15.5.11

Demolición

Cuando la piqueta alcanza a una casa vieja de varias plantas, durante el tiempo en que el solar aguarda su designio inmobiliario, el transeúnte choca cada día con los rectángulos polícromos que sobreviven a las ruinas. En la pared del fondo y en los muros laterales se recortan, como paneles verticales, las caras ciegas de antiguas habitaciones, cuadros de una fisonomía indeleble: colores desvaídos, miniaturas de papel pintado, azulejos reservados. Sirven de marco líneas gruesas de tabique en carne viva, la entraña desgarrada e irregular del cemento y la cal, del ladrillo y la piedra. A menudo quedan huellas de la memoria: el lugar de un retrato o un espejo, la longitud de un armario, la latitud del cabecero o de la cómoda. Prevalece en general el deterioro, el abandono, la desidia interior y espesa de la huida.

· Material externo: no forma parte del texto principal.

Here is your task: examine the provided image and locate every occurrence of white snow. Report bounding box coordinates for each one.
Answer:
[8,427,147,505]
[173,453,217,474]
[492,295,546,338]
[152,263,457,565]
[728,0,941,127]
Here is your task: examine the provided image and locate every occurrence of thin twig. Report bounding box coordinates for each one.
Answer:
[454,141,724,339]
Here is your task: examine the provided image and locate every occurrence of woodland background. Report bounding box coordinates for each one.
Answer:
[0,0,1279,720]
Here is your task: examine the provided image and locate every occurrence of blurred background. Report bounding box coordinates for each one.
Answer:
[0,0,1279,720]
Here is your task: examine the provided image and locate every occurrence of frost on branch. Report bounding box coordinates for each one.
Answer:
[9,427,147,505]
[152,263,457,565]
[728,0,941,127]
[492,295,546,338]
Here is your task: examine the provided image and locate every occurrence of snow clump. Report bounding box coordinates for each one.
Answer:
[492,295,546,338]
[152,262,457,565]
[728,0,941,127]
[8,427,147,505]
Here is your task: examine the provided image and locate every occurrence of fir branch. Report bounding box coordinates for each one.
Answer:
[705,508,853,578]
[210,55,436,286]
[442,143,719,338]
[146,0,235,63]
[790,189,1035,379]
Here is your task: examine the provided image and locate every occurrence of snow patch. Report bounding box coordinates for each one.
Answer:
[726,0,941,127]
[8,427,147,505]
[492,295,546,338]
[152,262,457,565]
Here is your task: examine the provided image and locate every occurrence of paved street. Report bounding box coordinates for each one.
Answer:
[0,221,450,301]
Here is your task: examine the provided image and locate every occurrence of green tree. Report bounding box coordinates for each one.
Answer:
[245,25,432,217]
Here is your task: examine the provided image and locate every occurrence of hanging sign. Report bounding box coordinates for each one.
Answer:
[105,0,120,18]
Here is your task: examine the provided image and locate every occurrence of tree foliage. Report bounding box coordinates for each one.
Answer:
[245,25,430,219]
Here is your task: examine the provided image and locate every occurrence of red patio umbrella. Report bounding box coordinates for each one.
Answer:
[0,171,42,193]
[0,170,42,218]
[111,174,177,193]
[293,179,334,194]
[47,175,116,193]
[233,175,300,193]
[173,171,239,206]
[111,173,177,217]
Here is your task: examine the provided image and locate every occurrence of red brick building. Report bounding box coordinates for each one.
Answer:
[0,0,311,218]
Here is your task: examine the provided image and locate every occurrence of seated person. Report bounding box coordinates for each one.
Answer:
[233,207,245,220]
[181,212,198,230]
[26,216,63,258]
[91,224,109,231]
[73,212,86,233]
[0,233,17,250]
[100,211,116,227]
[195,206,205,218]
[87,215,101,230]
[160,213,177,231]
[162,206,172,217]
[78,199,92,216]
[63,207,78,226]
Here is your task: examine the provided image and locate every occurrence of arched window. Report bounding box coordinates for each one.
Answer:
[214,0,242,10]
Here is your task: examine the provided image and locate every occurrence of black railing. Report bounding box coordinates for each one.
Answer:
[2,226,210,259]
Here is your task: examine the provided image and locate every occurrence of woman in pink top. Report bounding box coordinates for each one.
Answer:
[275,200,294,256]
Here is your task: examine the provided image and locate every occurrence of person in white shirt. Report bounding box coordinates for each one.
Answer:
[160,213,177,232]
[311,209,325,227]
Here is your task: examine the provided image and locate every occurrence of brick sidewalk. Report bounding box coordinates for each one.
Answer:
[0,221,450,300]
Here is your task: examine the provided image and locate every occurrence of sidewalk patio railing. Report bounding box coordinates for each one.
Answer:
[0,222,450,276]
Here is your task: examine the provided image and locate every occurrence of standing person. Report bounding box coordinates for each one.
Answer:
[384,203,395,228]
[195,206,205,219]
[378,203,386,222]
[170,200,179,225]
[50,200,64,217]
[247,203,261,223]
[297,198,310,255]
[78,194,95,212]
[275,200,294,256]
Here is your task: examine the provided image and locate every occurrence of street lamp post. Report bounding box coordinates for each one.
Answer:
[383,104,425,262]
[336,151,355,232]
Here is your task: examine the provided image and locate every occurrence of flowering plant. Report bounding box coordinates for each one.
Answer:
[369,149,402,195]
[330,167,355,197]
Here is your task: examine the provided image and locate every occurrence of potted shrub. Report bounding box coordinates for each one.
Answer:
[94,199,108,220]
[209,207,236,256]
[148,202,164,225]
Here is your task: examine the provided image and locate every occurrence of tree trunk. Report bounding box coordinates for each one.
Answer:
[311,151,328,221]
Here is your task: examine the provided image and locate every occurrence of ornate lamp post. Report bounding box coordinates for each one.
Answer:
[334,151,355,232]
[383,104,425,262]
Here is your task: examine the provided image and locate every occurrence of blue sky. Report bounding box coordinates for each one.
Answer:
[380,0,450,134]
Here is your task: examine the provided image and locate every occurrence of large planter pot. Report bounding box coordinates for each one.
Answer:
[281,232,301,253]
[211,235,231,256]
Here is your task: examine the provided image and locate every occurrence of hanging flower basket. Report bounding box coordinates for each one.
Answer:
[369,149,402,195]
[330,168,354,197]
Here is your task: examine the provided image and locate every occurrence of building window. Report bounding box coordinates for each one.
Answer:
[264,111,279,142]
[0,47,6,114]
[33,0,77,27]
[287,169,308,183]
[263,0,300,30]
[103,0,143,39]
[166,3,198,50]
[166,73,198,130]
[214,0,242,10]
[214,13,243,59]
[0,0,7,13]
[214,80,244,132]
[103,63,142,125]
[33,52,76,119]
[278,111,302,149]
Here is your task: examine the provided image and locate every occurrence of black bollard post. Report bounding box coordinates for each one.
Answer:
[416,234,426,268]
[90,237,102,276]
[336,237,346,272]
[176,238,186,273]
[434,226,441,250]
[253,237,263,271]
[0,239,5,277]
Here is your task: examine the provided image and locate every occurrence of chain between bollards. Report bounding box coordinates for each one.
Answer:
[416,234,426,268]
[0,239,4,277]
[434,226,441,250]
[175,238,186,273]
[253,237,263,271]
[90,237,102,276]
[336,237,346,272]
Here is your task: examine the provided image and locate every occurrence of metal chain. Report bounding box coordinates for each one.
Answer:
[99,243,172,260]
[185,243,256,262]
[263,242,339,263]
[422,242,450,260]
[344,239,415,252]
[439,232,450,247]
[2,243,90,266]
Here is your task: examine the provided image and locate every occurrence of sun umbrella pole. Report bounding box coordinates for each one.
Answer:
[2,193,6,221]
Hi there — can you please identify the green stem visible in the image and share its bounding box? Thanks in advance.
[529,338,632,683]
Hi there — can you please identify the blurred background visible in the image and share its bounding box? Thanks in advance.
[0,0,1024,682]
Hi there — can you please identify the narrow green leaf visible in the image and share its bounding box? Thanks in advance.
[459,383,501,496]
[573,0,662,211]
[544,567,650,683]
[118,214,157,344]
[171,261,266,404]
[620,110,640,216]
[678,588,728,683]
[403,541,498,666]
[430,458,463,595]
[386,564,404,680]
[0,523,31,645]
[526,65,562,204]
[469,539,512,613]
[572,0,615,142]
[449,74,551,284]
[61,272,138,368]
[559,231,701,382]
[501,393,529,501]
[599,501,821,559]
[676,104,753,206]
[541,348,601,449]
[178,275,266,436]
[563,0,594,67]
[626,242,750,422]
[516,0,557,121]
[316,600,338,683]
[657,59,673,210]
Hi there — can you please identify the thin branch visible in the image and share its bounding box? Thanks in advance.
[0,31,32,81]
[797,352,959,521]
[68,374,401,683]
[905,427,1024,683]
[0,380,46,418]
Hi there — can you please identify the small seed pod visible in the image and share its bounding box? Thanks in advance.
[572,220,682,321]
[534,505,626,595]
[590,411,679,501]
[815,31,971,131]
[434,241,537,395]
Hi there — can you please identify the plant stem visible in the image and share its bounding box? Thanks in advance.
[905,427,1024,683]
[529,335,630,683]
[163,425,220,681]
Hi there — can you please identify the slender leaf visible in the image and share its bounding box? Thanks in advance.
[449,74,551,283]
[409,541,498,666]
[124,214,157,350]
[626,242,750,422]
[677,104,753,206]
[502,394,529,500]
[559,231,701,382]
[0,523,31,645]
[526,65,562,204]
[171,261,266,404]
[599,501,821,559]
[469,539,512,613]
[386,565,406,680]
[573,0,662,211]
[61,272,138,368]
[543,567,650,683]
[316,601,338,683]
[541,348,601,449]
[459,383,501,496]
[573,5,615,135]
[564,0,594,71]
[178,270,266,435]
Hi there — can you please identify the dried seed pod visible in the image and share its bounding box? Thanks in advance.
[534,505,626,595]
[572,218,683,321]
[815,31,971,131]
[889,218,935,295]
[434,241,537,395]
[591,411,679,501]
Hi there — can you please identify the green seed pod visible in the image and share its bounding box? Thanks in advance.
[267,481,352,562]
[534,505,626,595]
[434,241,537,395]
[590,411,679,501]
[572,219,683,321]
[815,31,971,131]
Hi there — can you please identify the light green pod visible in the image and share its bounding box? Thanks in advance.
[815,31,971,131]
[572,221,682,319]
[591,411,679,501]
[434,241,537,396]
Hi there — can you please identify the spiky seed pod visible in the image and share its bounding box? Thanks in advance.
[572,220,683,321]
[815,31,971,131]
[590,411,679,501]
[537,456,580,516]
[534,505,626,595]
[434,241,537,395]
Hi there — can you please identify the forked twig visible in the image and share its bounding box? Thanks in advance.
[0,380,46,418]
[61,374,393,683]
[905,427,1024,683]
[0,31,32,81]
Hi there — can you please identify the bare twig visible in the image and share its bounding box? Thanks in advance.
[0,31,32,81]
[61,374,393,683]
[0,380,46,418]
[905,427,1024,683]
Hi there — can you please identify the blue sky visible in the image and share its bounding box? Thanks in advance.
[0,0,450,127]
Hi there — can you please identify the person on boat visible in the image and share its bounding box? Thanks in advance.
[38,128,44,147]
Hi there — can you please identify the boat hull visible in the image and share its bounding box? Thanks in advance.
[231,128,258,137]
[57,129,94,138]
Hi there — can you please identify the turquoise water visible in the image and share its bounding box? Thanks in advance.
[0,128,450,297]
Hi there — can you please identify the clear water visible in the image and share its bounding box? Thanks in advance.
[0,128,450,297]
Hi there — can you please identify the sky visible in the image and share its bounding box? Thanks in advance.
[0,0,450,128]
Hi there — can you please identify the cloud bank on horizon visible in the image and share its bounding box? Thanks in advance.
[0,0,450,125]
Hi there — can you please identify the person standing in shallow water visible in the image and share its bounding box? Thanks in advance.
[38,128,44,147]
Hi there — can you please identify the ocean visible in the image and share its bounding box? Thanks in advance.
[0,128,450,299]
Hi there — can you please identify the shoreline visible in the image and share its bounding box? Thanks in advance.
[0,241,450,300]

A veces, ante la inminencia del derrumbe, el último morador se ha recreado, contra la pulcritud, en venganzas materiales y agresiones negras. El conjunto recrea contrastes de segmentos y polígonos, réplica de esas parcelas labrantías que sobrevuelan los aviones en la meseta peninsular. Los muros de una casa derruida, con sus retazos de papel pintado y su policromía, semejan la representación vertical, con solo fondo, de un mapa doméstico y urbano, una apariencia de museo en que las figuras han abandonado el lienzo, pero esa geometría secante, zozobra en vilo de la intimidad anónima, enmarca en el vacío del aire los misterios cerrados de la soledad y de la noche, la fantasmagoría arqueológica de una historia secreta del hombre y la mujer, cuya consistencia se ha desmoronado, como se desmorona siempre, a la postre, toda realidad humana.